Однако созданию общества помешало то, что у отца родился сын, поздний ребенок, как называла его наша мать, не утруждавшая себя запоминанием имени новорожденного, который числился у нее по разряду всяческих недоразумений, причуд и нелепостей, на какие только способны люди, в том числе и те, кого приходится считать своими близкими. «Ну, как там этот поздний ребенок?» - спрашивала она с выражением невинного лукавства и притворного смирения на лице - так, чтобы до конца было неясно, кого она имеет в виду, новорожденного младенца или его великовозрастного отца, решившегося на такой шаг, которому невозможно найти разумное объяснение.

 Мы сдержанно улыбались в ответ, отдавая должное остроумию матери, осторожно переглядывались, уступая друг другу право что-нибудь произнести в ответ, хотя бы несколько бессвязных слов, но так ничего и не произносили, кроме самых неопределенных междометий, затягивавших спасительную для нас паузу. Мы надеялись, что для матери достаточно заданного вопроса и она не будет особо настаивать на ответе, опасаясь за свои расшатанные нервы, как она сама выражалась. Но мать с капризным вызовом настаивала, поощряла нас к тому, в чем якобы не видела для себя решительно никакой угрозы: «Рассказывайте, рассказывайте. Я в обморок падать не собираюсь».

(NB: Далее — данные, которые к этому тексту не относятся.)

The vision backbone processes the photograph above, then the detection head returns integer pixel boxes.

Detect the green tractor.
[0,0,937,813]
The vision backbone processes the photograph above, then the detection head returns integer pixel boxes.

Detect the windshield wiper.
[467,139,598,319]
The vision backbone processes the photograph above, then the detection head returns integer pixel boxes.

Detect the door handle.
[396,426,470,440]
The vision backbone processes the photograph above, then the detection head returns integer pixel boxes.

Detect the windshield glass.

Щадя ее самолюбие, мы рассказывали лишь о том, как отец терпеливо и усердно нянчится с ребенком. Рассказывали, как сам пеленает (не хуже патронажной сестры), посыпая тальком те места, где возникают опрелости, и как купает в ванночке, поставленной на два табурета. Льет из кувшина на голову воду, приговаривая: «С гуся вода – с нашего Ванечки худоба», вытирает сначала махровым, а затем вафельным полотенцем, завертывает в простыню, после чего долго причесывает и одевает. Рассказывали, как ему трудно, не хватает времени на занятия, на то, чтобы просто посидеть за письменным столом, раскрыть книгу с закладкой, углубиться в чтение, чтобы закладка переместилась хотя бы на десяток страниц вперед, чтобы после закладки оставалось меньше, чем было до нее (отца это всегда радовало, вызывало чувство самолюбивого удовлетворения) и прочее, прочее.

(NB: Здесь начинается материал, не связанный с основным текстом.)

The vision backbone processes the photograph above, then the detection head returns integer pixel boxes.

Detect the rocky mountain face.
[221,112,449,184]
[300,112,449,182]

«Ах, бедный, бедный! Все это очень и очень трогательно, и мне его искренне жаль!» - восклицала мать не столько с жалостью, сколько с тайным удовлетворением, торжеством и даже оттенком злорадства. Злорадства, прорывавшегося в ее смехе, который она не могла удержать, хотя изо всех сил старалась, заслоняла ладонью рот и отчаянно хлопала себя по щекам, словно гримируясь перед зеркалом. Хлопала больно, до красноты, до разливавшегося пунцового румянца, как будто пытаясь оживить кровообращение или, наоборот, утихомирить, образумить себя, справиться с нервным тиком, от которого дрожала щека и подергивалось веко.

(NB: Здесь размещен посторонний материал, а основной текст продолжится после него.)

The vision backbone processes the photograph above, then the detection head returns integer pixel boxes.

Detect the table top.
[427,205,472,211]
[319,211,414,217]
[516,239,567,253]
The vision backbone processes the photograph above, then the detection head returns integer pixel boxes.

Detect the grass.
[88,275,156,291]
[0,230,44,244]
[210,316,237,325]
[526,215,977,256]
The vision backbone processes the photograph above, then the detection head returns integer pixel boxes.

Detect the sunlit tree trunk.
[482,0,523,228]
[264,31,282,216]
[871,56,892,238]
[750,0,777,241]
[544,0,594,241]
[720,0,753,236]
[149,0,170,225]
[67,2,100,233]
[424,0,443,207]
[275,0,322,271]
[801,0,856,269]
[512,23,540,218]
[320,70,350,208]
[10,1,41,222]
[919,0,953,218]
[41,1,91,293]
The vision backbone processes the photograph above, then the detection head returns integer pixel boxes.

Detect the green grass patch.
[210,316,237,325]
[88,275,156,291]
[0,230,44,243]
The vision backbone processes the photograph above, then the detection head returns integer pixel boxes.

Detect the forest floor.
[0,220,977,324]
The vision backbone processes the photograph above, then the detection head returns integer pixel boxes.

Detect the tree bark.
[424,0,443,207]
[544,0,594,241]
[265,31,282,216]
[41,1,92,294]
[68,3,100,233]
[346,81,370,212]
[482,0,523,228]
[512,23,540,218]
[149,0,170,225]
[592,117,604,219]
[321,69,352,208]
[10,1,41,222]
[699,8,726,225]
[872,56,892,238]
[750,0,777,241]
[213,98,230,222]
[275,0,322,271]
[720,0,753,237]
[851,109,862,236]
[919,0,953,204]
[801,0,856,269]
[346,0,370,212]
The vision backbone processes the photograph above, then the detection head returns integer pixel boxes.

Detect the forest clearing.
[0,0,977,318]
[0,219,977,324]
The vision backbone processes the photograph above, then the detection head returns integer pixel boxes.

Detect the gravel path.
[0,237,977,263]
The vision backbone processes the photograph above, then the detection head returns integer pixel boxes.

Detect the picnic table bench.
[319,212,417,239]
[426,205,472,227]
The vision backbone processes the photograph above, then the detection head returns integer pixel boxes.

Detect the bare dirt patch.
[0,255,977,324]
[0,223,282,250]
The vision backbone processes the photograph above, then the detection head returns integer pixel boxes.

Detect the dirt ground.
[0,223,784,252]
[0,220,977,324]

Но, торжествуя над отцом, упиваясь своей победой, она не подозревала (и мы об этом, разумеется, умалчивали), что для него вся эта возня с пеленками, ванночкой, полотенцами, все эти попытки уподобиться патронажной сестре были осознанной и желанной жертвой. А если и подозревала, то никогда бы не призналась, что была бы несказанно счастлива, если бы такую жертву он приносил ради нее. Напротив, мать постоянно повторяла, что никогда бы не позволила ему, никогда бы не допустила… «Нет, нет, я бы сама всем пожертвовала, я бы костьми легла, но его бы от всего этого оградила», - говорила она так, чтобы не возникало ни малейшего сомнения в искренности ее слов, чтобы все были убеждены, что уж тут-то ей можно смело верить.

И все это лишь из-за того, что жертву он приносил ради другой. Приносил не только потому, что безумно любил своего младшего сына, дорогого Ванечку, но и потому, что, обожая молодую жену, стремился оградить ее от излишних забот и создать ей все условия для счастливого материнства. Материнства, наполнявшего ее любовью, тихим восторгом и умилением.